Tengo miedo. El sol empieza a ocultarse y con él se van mis esperanzas de poder salvarme. No soy tan fuerte como para poder resistir así mucho más tiempo.
Todo empezó hace dos meses. Yo estaba como cada noche, tomando un relajante baño de espuma. Ese era un capricho que podía permitirme siempre que acababa mi jornada en el bar de Tony’s. El agua caliente calmaba el lacerante dolor de mis pies; diez horas sirviendo mesas acababa con la circulación de cualquiera.
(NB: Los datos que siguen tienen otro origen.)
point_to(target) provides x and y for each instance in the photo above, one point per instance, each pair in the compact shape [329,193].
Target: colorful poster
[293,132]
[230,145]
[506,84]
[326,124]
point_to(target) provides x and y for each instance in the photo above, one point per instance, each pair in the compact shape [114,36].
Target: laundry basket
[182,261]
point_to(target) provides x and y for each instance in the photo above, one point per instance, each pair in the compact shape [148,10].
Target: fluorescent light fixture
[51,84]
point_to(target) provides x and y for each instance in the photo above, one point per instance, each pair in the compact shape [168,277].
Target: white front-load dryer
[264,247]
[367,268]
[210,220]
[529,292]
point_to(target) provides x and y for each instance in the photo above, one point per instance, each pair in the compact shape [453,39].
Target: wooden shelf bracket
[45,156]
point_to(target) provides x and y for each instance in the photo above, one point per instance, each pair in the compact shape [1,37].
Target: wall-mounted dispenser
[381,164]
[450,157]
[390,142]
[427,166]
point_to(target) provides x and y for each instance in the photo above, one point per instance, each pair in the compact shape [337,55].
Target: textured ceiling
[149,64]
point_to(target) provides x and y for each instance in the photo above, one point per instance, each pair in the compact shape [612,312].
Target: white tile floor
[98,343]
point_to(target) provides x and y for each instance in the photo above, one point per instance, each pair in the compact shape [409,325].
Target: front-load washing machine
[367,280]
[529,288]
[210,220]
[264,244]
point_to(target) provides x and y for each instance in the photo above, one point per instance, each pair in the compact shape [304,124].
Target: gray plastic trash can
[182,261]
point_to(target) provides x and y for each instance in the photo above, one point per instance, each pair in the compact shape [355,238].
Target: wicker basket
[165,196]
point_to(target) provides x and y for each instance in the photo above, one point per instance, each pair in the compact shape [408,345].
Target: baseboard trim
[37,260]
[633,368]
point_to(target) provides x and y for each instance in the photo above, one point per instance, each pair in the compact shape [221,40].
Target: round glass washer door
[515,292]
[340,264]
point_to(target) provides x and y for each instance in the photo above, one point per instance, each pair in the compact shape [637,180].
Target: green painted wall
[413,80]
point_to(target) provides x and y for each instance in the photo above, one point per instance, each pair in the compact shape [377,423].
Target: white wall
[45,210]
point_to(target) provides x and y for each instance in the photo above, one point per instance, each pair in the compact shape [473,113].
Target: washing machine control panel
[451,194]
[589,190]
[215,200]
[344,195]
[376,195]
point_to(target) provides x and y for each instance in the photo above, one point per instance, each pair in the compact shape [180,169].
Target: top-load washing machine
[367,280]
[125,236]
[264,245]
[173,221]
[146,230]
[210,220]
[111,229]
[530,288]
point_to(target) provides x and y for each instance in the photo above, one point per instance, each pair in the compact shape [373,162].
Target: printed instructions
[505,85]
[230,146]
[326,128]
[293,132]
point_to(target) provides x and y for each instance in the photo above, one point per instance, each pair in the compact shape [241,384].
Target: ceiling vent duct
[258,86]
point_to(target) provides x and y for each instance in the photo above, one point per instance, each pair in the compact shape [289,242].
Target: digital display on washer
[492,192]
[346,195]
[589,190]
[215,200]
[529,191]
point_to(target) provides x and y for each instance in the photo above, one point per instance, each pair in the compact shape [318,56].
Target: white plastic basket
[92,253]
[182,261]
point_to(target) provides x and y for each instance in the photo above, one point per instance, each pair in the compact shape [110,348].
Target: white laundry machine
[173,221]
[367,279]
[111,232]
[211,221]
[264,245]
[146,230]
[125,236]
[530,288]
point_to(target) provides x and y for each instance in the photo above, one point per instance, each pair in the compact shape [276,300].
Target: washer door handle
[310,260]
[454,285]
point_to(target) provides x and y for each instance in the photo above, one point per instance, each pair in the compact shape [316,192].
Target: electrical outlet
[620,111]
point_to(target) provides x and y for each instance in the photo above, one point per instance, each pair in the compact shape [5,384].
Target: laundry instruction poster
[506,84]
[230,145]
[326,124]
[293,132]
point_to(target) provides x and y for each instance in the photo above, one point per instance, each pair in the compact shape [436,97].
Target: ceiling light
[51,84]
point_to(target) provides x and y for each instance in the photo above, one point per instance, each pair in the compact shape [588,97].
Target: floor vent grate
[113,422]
Al principio fue un pequeño roce en la piel, apenas si le dí importancia, quizás la cortina me hubiese rozado. Después, fue una presión más fuerte en la zona de mis muslos; en un abrir y cerrar de ojos me ví sumergida en la bañera prisionera de algo o alguién que me axfisiaba con su peso. Por más que lo intentaba no lograba quitármelo de encima, tras varios minutos de extensa agonía, sentí mi cuerpo liberado y agarrándome al borde de la bañera, salí escupiendo agua y lágrimas al mismo tiempo.

Ya más calmada, regresé al dormitorio y tras ponerme el camison, me tumbé en la cama e intenté no pensar en lo sucedido. El sueño me sobrevino cuán bálsamo para mi destrozado cuerpo, pero eso era una mera ilusión, pues de pronto sentí como mis senos se hundían como si unos dedos estuviesen acariciándolos, mis piernas fueron separadas de forma brusca y el camison subido poco a poco hacía mis caderas. El peso, otra vez ese peso sobre mí, alguien que abusaba de mi cuerpo una y otra vez sin miramientos, alguién que me hacía daño para su puro placer y yo entre la locura y la lucidez, no sabiendo qué hacer ni cómo parar aquello. De repente, todo cesó y cual flor marchita, me recojo echa un ovillo intentando hacerme lo más pequeña posible, lo más invisible posible.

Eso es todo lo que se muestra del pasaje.